Fantastic Fest Review: V/H/S/85
Found footage anthology finds a future by pushing the rules
By Richard Whittaker,
9:04AM, Wed. Sep. 27, 2023
The V/H/S films began as an experiment in form, and have over time become a sort of seasonal event, a veritable cottage industry of found footage shorts by a murderers row of horror filmmakers.
With V/H/S/85, the sixth in the series and third in the "period piece" phase of retro chillers, it's arguably brought those two elements together in a way that neither the rough-hewn V/H/S/94 nor the highly uneven V/H/S/99 achieved. It's still very much straight off the production line (in the nicest, most Roger Corman way), but also feels like the first time that the year-specific era of V/H/S feels comfortable to push boundaries of more than scares and good taste.
The biggest experiments come from directors Scott Derrickson (The Black Phone) and Mike P. Nelson (Wrong Turn) – Derrickson in content, Nelson in form. Derrickson's "Dreamkill" is assembled from police footage of a series of grisly murders – including some that seems impossible unless it was shot by the killer.
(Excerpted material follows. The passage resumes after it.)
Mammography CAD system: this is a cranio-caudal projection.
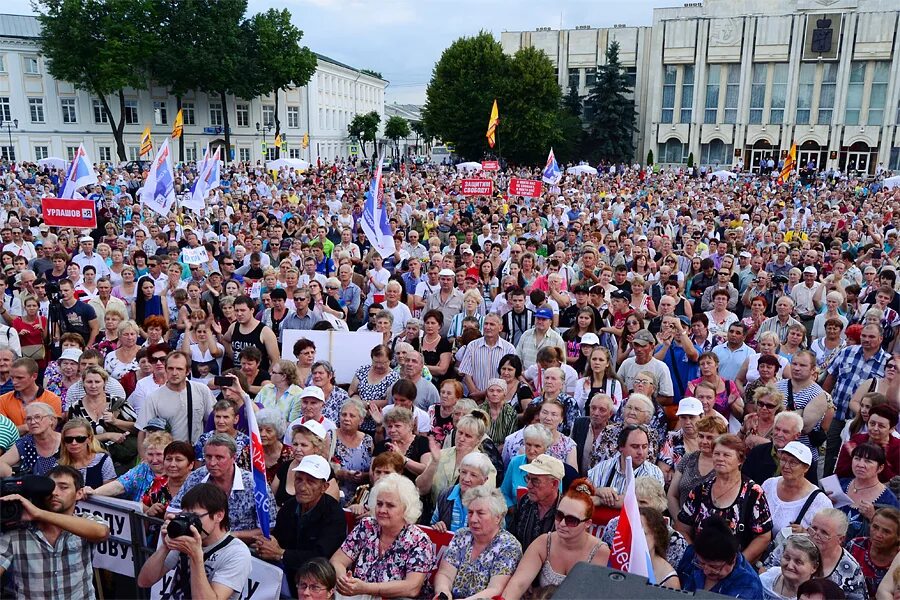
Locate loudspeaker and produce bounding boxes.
[553,562,727,600]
Unless, of course, there are some other forces at play, and they are what allows Derrickson to play with editing and non-diegetic sound that would normally be verboten in found footage. It's ingenious, and something never really seen in the franchise before – which is the point.
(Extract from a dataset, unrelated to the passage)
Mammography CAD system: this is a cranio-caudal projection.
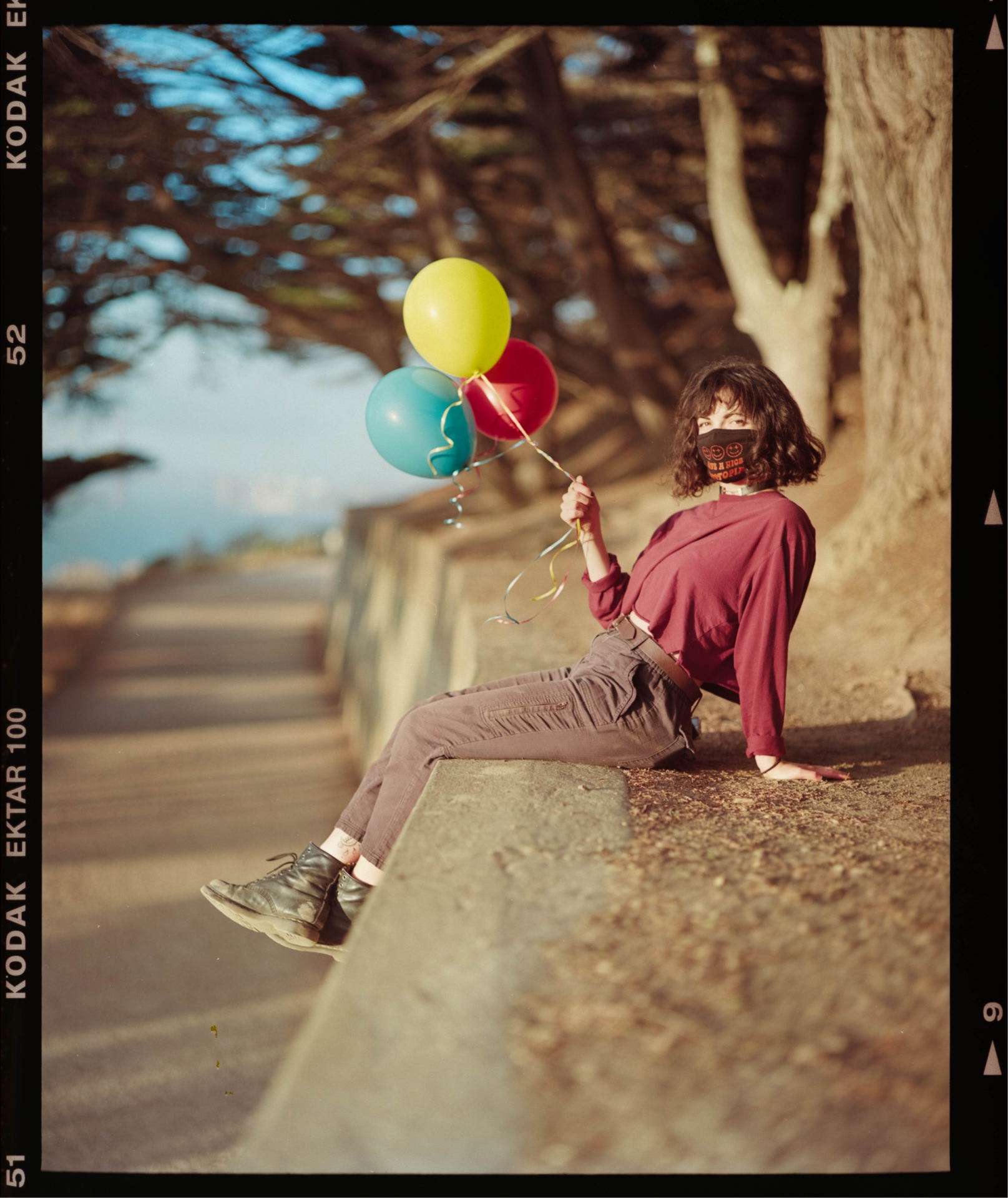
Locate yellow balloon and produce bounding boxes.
[403,258,511,379]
Similarly, Nelson actually gets to weave two separate stories to create an anthology-within-the-anthology: bloody beachfront romp "No Wake" ends on a cliffhanger, which is wrapped up with a sick, sly grin by the seemingly unrelated "Ambrosia."
Not that everyone is trying to reinvent the wheel, and newcomer Natasha Kermani (Lucky) successfully mashes together early VR and 1980s experimental performance art in "TKNOGD" for a good, old-fashioned gross-out splatter comedy. Similarly, Gigi Saul Gurrerro gives a supernatural spin to the carnage of the 1985 Mexico City earthquake with "God of Death," a recovered broadcast from a TV station. It relishes its period-specific details while giving the same kind of zippy thrills as great rail runner instalments from earlier films, like Justin Benson and Aaron Moorhead's "Bonestorm" from V/H/S Viral or V/H/S/2's "A Ride in the Park" from found footage innovators Edúardo Sanchez and Gregg Hale.
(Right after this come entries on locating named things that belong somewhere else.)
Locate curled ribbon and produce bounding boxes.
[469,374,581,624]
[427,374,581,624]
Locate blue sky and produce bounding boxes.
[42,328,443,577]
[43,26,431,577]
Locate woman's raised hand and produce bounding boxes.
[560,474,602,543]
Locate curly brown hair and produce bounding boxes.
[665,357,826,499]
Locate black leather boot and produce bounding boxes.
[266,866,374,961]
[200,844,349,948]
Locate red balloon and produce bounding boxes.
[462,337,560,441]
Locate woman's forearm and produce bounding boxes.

Speaking of old hands, David Bruckner makes his return to the franchise as a director for the first time since the 2012 original with wraparound "Total Copy," a well-executed revival or the late night TV special news event, in which a team of scientists misguidedly try to make friends with a squishy alien pile of goo. It's entertaining, but it's one place where V/H/S/85 and V/H/S/99 really fall down. The original trilogy had a meta-story about tape collectors swapping obscene proof of the supernatural and uncanny, and V/H/S/94 keyed into that idea. Bruckner's element would make a great standalone segment and doesn't need to be the wraparound, which somehow weakens the structure.
But that's almost a minor gripe when the V/H/S movies seem to be course-correcting after a brace of almost too rough and ready instalments. If they're going to keep being an annual event, it will be through both fitting and busting its own mold.